Aku meyakini tak ada cinta di dunia ini, kecuali cinta seorang ibu untuk anak-anaknya. Namun, aku tahu bagaimana membalas perbuatan baik seseorang. Ya, itulah yang kulakukan; membalas perbuatan baik Om Rudi kepadaku. Ia memintaku menjadi istrinya, maka aku melakoni peranku dengan sangat baik.
Aku menjadi istri yang ia harapkan. Aku menerima cintanya yang meluap-luap dan aku balas itu dengan meluangkan seluruh waktuku untuknya. Maka, setelah sekian tahun dunia malam kuakrabi, kali ini giliran kehidupan rumah tangga yang kujalani. Dan aku baik-baik saja. Om Rudi menjamin kehidupanku seutuhnya. Segala kebutuhanku selalu dicukupinya, bahkan sering kali melebihi yang seharusnya. Uang yang kukirim untuk anakku, Aris, juga tak pernah telat ia sediakan.
Kami menikah tanpa sepengetahuan siapa-siapa, kecuali beberapa anak buah Om Rudi. Kedua orang tuaku juga belum tahu. Aku masih harus memikirkan sebuah jalan cerita tentang gadis kampung yang terjebak di belantara Jakarta, lalu menemukan pria yang usianya lebih tua seperempat abad dariku.
Cerita itu harus terdengar meyakinkan di telinga Ayah dan Ibu, karena akan lebih sulit menjelaskan ke mereka soal kehidupanku sebagai kupu-kupu malam.
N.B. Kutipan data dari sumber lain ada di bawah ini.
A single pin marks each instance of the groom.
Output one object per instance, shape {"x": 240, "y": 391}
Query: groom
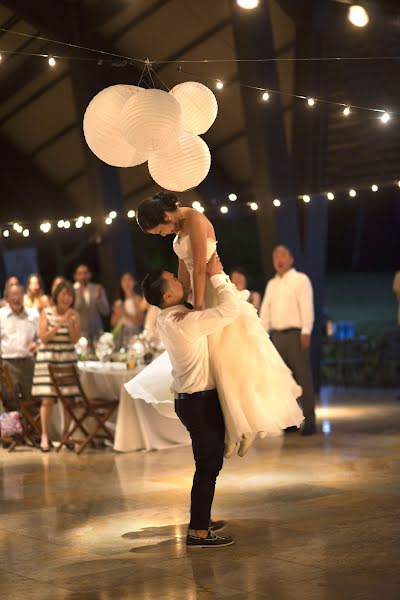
{"x": 184, "y": 333}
Ya, selama nyaris empat tahun aku bekerja di kelab malam Om Suyadi, ayah dan ibuku tak pernah tahu sepak terjangku. Mereka hanya tahu kalau aku bekerja apa saja yang aku bisa di Jakarta.
Dan, yah, kiriman uang rutin setiap bulan untuk Aris pun juga tampak sewajarnya, tidak berlebihan, karena aku harus membaginya untuk merawat diriku agar para tamuku selalu bahagia ketika kulayani.
Setelah Om Rudi menikahiku, uang berlebih yang kukirim untuk Aris harus punya penjelasan. Mau tak mau, pernikahan ini harus segera kukabarkan pada orang tuaku.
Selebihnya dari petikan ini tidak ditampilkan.